If this is true (and I believe wholeheartedly that it is) then the reality is that just as I have preferences regarding age and intelligence and interests, I have preferences regarding gender. I don’t want my belly pressed against a man’s forever. I have sexual longings and desires that simply don’t include men. What if this is not a failure at all? What if it IS a choice? What if it’s me imagining the truest, most beautiful life for myself? What if it’s me finally, finally listening to that still, small voice that has been silenced far too long?
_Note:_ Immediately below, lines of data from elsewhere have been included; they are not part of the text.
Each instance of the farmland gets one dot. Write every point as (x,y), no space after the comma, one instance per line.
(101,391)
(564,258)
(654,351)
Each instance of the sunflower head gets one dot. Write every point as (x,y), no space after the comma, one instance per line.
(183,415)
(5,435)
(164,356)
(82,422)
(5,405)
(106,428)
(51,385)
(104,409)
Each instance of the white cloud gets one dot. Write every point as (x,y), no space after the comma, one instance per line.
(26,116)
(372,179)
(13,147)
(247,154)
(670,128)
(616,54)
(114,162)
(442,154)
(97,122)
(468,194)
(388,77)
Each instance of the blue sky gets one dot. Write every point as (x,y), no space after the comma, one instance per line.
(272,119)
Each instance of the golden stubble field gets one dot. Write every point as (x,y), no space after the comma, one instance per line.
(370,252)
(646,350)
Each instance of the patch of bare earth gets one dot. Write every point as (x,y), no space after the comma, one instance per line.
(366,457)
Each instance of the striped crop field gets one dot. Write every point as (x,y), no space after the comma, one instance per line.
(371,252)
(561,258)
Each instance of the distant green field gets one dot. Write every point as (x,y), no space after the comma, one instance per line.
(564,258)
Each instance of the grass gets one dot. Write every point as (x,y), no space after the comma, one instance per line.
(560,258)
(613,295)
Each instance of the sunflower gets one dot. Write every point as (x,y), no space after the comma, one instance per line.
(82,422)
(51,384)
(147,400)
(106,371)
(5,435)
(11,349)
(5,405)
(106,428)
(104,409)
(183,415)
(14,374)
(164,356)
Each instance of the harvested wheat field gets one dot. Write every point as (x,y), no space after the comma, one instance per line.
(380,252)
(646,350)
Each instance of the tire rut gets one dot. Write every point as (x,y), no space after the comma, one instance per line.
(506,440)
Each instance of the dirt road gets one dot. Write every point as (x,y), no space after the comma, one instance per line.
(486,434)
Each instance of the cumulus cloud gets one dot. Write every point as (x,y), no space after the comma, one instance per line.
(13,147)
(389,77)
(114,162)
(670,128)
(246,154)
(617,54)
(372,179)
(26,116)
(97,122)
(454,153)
I made a life with a man. I made a beautiful, wonderful life with an amazing man. And now I am entering the second half of my life. The half of my life where I have chosen to honor the deepest, truest part of myself and follow the internal leading I spent years ignoring. The half of my life where I have chosen to imagine the most beautiful, most fulfilling life I can and seek it with every bit of my physical and emotional energy. And when I ask that deepest, truest part of me what I want for the second half of my life, the answer is clear:

I want to spend it with a woman.

“And what if I demand freedom not because I was ‘born this way’ and ‘can’t help it’ but because I can do whatever I choose to do with my love and my body from year to year, moment to moment–because I’m a grown woman who does not need any excuse to live however I want to live and love whomever I want to love?”